I grew up in deep South Texas where almost every day felt like summer, and I spent many of those days enjoying the beautiful beaches of South Padre Island. I recently visited home armed with “Waterproof SPF 60” sunscreen. I came back sunburn free, but I found out that starting next summer, I may not be able to find any sunscreens with that label.The Food and Drug Administration recently announced new requirements for the safety, effectiveness, and marketing of sunscreens. The main changes include:
Sunscreens that protect against UVA and UVB can be labeled “Broad Spectrum SPF”, and the use of claims to reduce the risk of skin cancer will be limited to sunscreens that have a Broad Spectrum SPF ≥ 15.
The FDA prohibits sunscreens from using “waterproof”, “sweatproof”, or “sunblock” on the label. Sunscreens can make claims of water resistance, but they must indicate how long the sunscreen is effective in conditions of swimming or sweating.

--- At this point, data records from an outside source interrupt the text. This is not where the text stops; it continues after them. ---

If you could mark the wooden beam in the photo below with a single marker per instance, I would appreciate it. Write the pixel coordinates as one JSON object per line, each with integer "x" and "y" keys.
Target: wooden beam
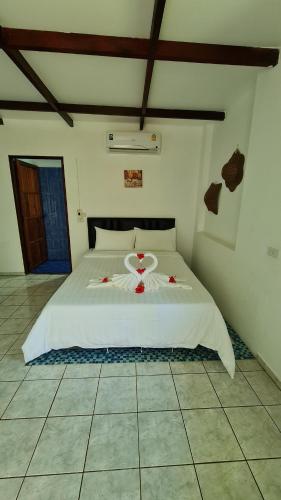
{"x": 159, "y": 6}
{"x": 91, "y": 109}
{"x": 136, "y": 48}
{"x": 30, "y": 74}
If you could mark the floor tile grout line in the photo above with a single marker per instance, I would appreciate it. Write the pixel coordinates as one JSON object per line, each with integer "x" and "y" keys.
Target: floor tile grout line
{"x": 119, "y": 412}
{"x": 240, "y": 446}
{"x": 40, "y": 434}
{"x": 137, "y": 399}
{"x": 242, "y": 460}
{"x": 191, "y": 454}
{"x": 20, "y": 384}
{"x": 89, "y": 436}
{"x": 264, "y": 406}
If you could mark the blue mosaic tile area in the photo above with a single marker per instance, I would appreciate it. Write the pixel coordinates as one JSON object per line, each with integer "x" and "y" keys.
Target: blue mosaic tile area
{"x": 130, "y": 355}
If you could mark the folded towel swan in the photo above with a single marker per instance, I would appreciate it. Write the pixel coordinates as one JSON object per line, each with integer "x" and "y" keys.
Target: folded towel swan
{"x": 141, "y": 279}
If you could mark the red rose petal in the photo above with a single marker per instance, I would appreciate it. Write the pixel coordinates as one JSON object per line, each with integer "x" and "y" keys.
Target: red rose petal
{"x": 139, "y": 288}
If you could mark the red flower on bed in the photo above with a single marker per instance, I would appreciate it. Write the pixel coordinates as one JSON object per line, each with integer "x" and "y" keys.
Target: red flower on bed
{"x": 139, "y": 288}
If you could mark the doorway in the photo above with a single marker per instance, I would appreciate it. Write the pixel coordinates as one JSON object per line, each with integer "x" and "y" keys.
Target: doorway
{"x": 41, "y": 206}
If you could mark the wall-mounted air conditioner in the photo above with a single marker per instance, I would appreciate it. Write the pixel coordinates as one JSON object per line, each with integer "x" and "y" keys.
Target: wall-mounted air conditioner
{"x": 133, "y": 141}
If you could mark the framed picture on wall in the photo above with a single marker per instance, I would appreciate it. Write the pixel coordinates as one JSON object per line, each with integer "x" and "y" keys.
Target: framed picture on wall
{"x": 133, "y": 178}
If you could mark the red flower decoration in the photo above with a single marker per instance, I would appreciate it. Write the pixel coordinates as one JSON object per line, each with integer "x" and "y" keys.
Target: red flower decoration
{"x": 140, "y": 287}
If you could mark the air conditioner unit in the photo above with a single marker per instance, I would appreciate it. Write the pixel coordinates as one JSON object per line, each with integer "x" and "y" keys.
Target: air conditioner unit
{"x": 133, "y": 141}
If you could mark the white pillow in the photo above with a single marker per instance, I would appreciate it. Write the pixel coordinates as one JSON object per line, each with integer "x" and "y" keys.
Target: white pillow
{"x": 155, "y": 240}
{"x": 114, "y": 240}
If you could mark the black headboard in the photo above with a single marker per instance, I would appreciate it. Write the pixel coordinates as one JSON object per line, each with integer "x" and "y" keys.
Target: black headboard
{"x": 124, "y": 224}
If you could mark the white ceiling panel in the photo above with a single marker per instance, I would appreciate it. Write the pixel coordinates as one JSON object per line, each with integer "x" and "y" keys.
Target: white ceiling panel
{"x": 183, "y": 86}
{"x": 13, "y": 84}
{"x": 100, "y": 17}
{"x": 239, "y": 22}
{"x": 90, "y": 79}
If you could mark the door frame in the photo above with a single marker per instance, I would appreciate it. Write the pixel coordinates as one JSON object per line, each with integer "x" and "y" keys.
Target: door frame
{"x": 18, "y": 207}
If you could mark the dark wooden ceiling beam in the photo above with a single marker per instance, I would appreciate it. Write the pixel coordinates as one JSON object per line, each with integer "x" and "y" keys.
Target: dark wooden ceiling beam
{"x": 158, "y": 12}
{"x": 136, "y": 48}
{"x": 91, "y": 109}
{"x": 30, "y": 74}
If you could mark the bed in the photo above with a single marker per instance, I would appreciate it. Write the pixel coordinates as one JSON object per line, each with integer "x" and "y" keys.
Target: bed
{"x": 110, "y": 317}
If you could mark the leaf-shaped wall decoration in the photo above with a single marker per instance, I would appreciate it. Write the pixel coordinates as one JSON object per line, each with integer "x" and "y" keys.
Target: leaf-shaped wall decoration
{"x": 211, "y": 197}
{"x": 232, "y": 172}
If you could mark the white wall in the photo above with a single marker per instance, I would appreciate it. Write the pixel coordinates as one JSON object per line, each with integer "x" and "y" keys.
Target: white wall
{"x": 227, "y": 136}
{"x": 170, "y": 180}
{"x": 244, "y": 280}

“Drug Facts” will be required on all labels.
A proposed rule by the FDA would cap the use of SPF value on labels to “50+” because there is limited evidence to suggest that a sunscreen with a SPF > 50 is more effective than a SPF 50 sunscreen.
The new regulations aim to help consumers choose and use sunscreen more effectively, which may help reduce the incidence of skin cancer, the most common type of cancer in the United States. Sunscreens protect against the damaging UV rays of the sun and a healthy diet rich in fruits and vegetables may also provide some protection. Although there have been only a few randomized controlled trials, numerous animal trials suggest that some phytochemicals may protect the skin against UV irradiation induced inflammation and DNA damage. Eating a diet rich in fruits and vegetables will provide more benefits than just reducing one's risk of skin cancer; therefore, I am an advocate of choosing the whole food. However, increasing the effectiveness of sunscreens by adding in fruit and/or vegetable extracts could be the next best thing. A couple of examples:
Black Raspberries: Mice that were treated with a topical gel containing black raspberry extract after each UVB exposure (3 times/week for 25 weeks) had significantly lower tumor incidence and tumor size compared to mice that were treated with a topical gel without the extract. The author's suggested that the anthoycanins in the berries, which are rapidly absorbed through the skin, may have reduced the harmful effects of UVB exposure by decreasing inflammation and oxidative DNA damage.
Resveratrol: Resveratrol, a polyphenol found in grapes and red wine, was administered topically to mice either 30 minutes before or 5 minutes after each UVB exposure (2 times/week for 28 weeks). The resveratrol-treated mice (both pre- and post- UVB exposure) developed tumors later than the control animals and had significantly lower tumor incidence and tumor multiplicity (tumors/mouse). Interestingly, pre- and post-treatment with resveratrol had similar effectiveness, and this study further suggested that resveratrol was chemoprotective by reducing the expression of Survivin, a regulator of cell survival that is overexpressed in numerous cancers.
More human trials are needed to understand the bioavailability and efficacy of the potentially chemoprotective compounds, but the animal research looks very promising. Next time you head out to enjoy a warm summer day, don't forget the sunscreen, and while I wouldn't recommend covering yourself in blackberry or grape extract, why not pack a snack of fresh berries and grapes for good measure.